Gli accarezzai la pelle calda dei fianchi snelli e morbidi, sentivo piccole scariche elettriche partire dai miei polpastrelli. Avrei voluto divorarlo in quel preciso istante, ma mi staccai e mi fermai quando iniziò a piangere e tremare, strizzando gli occhi, pieni di paura.

No, non potevo prendermelo in quel modo.

In passato avevo violentato, stuprato, percosso donne e uomini, solo per il semplice gusto della paura e del sesso, ma non volevo che lui mi ricordasse a quel modo; che il suo corpo tremasse a causa delle mie violenze. Era illogico, persino per me, ma era così.

Mi allontanai e in pochi secondi mi ritrovai dietro al prigioniero che sorrise, chiudendo gli occhi e mimando con la bocca "grazie".

Gliela recisi, decapitandolo e buttando quel capo ai piedi di Haru che gridò, osservando quegli occhi che diventavano vitrei e bui, sbiancando, diventando bianco come un cencio e poi svenire, cadendo a terra.

-Debole di cuore. – sentenziai, lasciandolo li, mentre alzavo quel cadavere, rompendo con forza le catene e bevendo il sangue da quel collo reciso come se fosse un calice.

Mi sporcai il viso, i vestiti, i capelli; mi sentii finalmente il vecchio me stesso, quello che adorava sporcarsi di sangue e che diventava ancor più bello macchiato di quella linfa vitale.

Mi sentivo come una corolla di tenebra, cristallizzata nel roso rubino.

Pov Haru

Quando mi svegliai ero su una morbida superficie, qualcosa di caldo mi abbracciava, probabilmente una coperta, mentre un piccolo soffio d'aria costante come un respiro mi accarezzava i capelli in un punto preciso.

Mi sentivo frastornato, stanco, nonostante il mio corpo mi dicesse che dovevo aver dormito a lungo, ma in un sonno agitato, probabilmente.

Aprii piano gli occhi, tutto era buio e a stringermi era un corpo, sicuramente quello del mio carceriere: Azrael.

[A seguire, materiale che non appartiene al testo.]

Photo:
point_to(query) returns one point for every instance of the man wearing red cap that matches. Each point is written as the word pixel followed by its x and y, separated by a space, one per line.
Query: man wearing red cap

A quel nome qualcosa scattò nella mia testa, immagini terrificanti e urla si affollarono nella mia testa e mi staccai repentinamente da lui, spaventato, gridando di non toccarmi, mentre la nausea saliva e rivedevo quegli occhi guardarmi mentre la morte li prendeva. Perché? Perché non poteva essere semplicemente tutto un sogno?

-Buon giorno anche a te, bel addormentato. – il vampiro non fece alcuna piega, mentre sbadigliava e si puliva una guancia ancora sporca di sangue, del sangue di quell'uomo innocente, che non aveva fatto nulla, ma che aveva avuto la semplice sfortuna di essere stato catturato.

-Sei... sei... - perché non riuscivo a dire quella parola? Perché mi si fermava nella gola sebbene lo pensassi veramente?

-Un mostro? – finì lui per me e rise –Sì, lo sono. Non c'è nulla di buono in me. -.

Era vero, doveva esserlo, eppure vedevo ancora quella luce dentro di lui; quel bagliore così caldo da attrarmi, che sembrava eguagliare la luce del sole. Era un po' come un faro nella notte, l'avrei sempre vista, sempre trovata, in quel buio.

-Hai ragione. – mi costrinsi a dire, ma non ci credevo davvero –Sarebbe stato meglio che mi avessi lasciato tra le mani dell'imperatore. –.

Allora, non sapevo ancora che quella frase mi avrebbe portato altri guai.

* ti starò sempre accanto, non avere paura; anche se il mondo cadrà le mie ali ti sorreggeranno.